Do you ever use the first person narrative point of view?
I've never done that. Actually, many of us grew up with that technique, having read Gothic novels. A number of them were written in the first person, but I think that perspective limits the story's reach. For instance, in the first person narrative, you can't really talk about what the bad guy is doing or thinking.

From your oeuvre of works, it's clear you've written two, three, and sometimes four novels a year. Tell us about your writing schedule and routines.
Nowadays, I think you'll see many more mystery and thriller writers doing more than one novel a year. Robert Parker was writing three a year. John Sandford is doing two. It's always been a marketing consideration. I wrote a good number of novels each year at the beginning of my career, but don't do it anymore.
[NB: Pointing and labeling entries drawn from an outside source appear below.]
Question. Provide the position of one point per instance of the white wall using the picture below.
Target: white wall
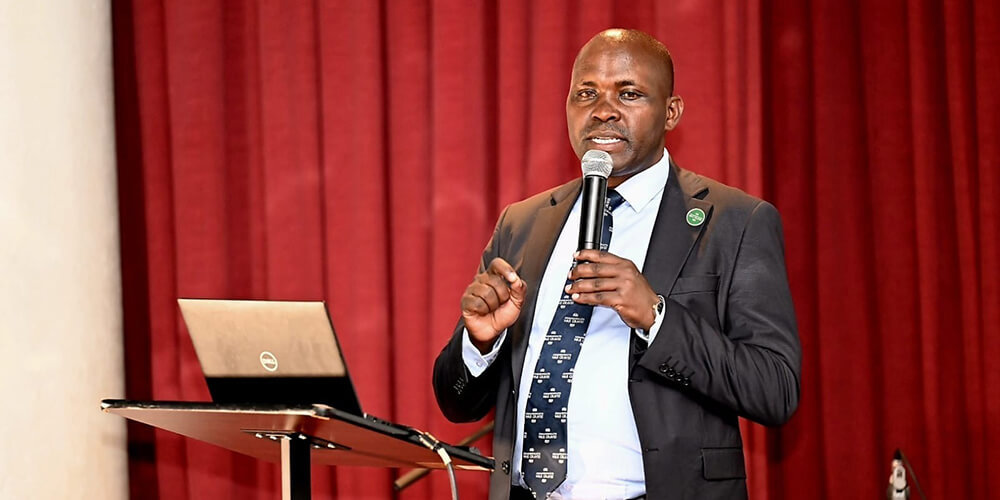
(60, 293)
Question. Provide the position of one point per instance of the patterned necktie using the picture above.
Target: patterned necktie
(543, 457)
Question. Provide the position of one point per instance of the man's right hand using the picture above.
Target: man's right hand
(491, 303)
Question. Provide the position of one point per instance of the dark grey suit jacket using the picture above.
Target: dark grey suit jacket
(727, 348)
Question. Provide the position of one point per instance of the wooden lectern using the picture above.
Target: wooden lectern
(299, 435)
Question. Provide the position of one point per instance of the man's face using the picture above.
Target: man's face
(618, 102)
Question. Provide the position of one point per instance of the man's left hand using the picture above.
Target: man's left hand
(602, 278)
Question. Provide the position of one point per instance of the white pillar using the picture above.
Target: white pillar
(60, 287)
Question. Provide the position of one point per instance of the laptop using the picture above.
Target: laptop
(269, 352)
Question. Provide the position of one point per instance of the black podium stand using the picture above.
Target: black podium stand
(298, 436)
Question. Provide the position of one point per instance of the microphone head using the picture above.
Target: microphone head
(596, 162)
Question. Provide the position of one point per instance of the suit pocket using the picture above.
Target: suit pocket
(723, 463)
(695, 284)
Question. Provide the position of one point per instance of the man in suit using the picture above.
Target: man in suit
(688, 317)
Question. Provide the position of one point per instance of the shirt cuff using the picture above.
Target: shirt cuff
(475, 361)
(651, 334)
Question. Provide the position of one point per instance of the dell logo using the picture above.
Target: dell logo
(268, 361)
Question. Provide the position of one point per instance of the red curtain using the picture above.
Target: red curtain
(359, 153)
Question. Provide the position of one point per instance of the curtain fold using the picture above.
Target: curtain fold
(360, 152)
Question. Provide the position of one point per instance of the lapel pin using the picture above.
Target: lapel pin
(695, 217)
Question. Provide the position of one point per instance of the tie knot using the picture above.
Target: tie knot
(614, 200)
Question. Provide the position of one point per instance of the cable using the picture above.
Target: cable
(434, 445)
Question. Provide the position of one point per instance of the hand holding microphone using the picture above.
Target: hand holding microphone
(602, 278)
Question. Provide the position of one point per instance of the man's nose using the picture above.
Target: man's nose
(606, 109)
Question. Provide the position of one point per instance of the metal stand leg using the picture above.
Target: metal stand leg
(295, 478)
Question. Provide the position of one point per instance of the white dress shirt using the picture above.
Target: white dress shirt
(605, 457)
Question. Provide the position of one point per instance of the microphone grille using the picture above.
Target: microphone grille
(596, 162)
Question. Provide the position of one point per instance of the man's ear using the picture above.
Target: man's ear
(675, 108)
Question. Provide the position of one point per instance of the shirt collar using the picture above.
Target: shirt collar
(643, 187)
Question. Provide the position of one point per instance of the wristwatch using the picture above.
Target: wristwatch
(659, 306)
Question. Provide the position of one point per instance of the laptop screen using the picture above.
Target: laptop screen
(272, 352)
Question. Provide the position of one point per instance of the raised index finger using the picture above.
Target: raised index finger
(503, 269)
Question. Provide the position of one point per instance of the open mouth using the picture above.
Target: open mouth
(605, 140)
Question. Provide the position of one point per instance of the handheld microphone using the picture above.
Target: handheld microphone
(596, 167)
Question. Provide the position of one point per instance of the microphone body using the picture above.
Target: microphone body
(596, 167)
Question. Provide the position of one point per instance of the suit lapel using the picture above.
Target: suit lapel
(673, 238)
(541, 241)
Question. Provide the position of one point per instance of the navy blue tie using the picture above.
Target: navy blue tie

I've always been a disciplined writer. Most successful writers I know are very disciplined. I'm at the computer at seven in the morning. I work until about noon; after that, any creativity I may have is pretty well shot for the day. Then, life gets in the way and I go shopping. (Laughter).

Is there a reason you've used so many pen names over the years?
It was always a business decision. There were times when I was writing for two or three different publishing houses and they each demanded a different name. They wanted to tie up a particular name.
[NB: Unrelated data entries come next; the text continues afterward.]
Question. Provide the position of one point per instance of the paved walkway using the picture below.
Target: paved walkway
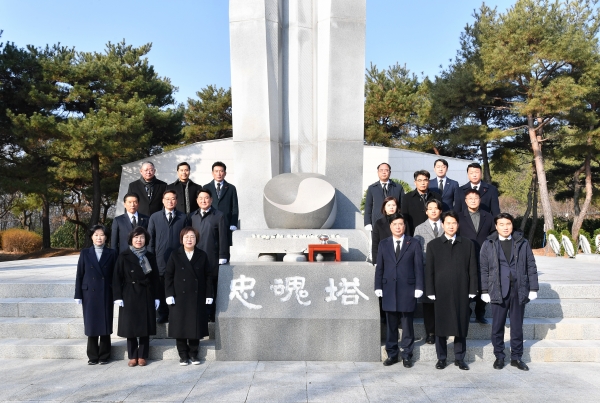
(166, 381)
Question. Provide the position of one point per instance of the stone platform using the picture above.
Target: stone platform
(38, 318)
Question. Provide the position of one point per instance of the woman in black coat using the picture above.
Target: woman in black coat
(135, 287)
(188, 287)
(381, 229)
(93, 289)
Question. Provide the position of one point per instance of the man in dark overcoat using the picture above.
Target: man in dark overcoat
(377, 192)
(450, 280)
(149, 189)
(443, 185)
(124, 223)
(188, 287)
(424, 233)
(224, 196)
(186, 189)
(509, 280)
(211, 225)
(399, 282)
(414, 203)
(164, 228)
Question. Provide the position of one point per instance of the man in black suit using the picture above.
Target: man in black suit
(123, 224)
(186, 189)
(443, 185)
(378, 191)
(487, 191)
(210, 224)
(399, 282)
(165, 227)
(149, 189)
(414, 203)
(224, 198)
(477, 225)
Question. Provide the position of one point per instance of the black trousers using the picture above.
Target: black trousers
(516, 312)
(163, 308)
(99, 352)
(138, 350)
(441, 347)
(405, 320)
(429, 318)
(187, 348)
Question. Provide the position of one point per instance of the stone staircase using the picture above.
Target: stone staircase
(38, 318)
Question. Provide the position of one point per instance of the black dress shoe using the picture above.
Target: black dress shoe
(519, 364)
(390, 361)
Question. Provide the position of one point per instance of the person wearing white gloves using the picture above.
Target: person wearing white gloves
(189, 288)
(135, 289)
(509, 280)
(450, 280)
(93, 289)
(399, 282)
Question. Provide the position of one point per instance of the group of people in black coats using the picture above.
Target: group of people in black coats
(162, 265)
(447, 245)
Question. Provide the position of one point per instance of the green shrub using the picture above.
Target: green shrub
(21, 241)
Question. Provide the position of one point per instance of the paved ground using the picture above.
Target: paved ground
(166, 381)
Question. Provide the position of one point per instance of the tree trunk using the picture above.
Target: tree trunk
(45, 223)
(535, 136)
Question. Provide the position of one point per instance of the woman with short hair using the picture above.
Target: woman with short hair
(135, 286)
(93, 289)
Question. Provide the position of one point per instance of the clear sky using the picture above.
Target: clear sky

You're still using three different names for your novels.
Yes, I've been using those three names for three years. The market changes from season to season. One season, the Amanda Quick name works better; and the next season, Jayne Castle takes off. I want to leave one or two names behind, but as long as they work, I'll keep using them. They allow me to take my core stories into three different landscapes or subgenres. I find it refreshing to move among my three worlds.

Is it accurate to say you created the futuristic romance subgenre with the novel Sweet Starfire?
People credit me with that, but I got the idea from Anne McCaffrey.

The erotic scenes in Trust No One are done very artfully. Will you talk about writing erotica?
To an extent, it's like writing violent scenes. The trick is to remember that what happens physically isn't the important thing. What matters most is the emotional element. It's crucial to depict the emotions with which the characters enter the scene, and those they have at its conclusion. The erotic scene should be a life-changing event. It should add to the progress of the romance itself, in the same way an act of violence must trigger the next step in a thriller novel. In order to rise above the level of prurience, the erotic scene must demonstrate growth--in either character development or the novel's plot.

You've had such writing success for years. What about the writing life has surprised you?
What surprises me is the fact that today, authors get stuck with so much of the marketing end of publishing. It wasn't the case when I started out. I think it's because of the chaos in the industry now. Publishers used to get your book into bookstores and they did the marketing. But today, with so much happening online, the reality is that most writers are forced to do a great deal of their own marketing.

What do you love about the writing life?
I just love seeing a scene come together on the page. I live from scene to scene. If I actually sat down and thought about the fact that I've got five hundred pages to go, I'd be doomed before I started. Each scene, for me, is a little story unto itself. When I get that scene just right, I feel so good.

If you could have dinner with any five people from history or literature, living or dead, who would they be?
Any five from the stable of writers who wrote the Caroline Keene Nancy Drew books, my favorite and formative series.

Congratulations on writing Trust No One, a contemporary romantic-suspense novel that's certain to appeal to millions of people.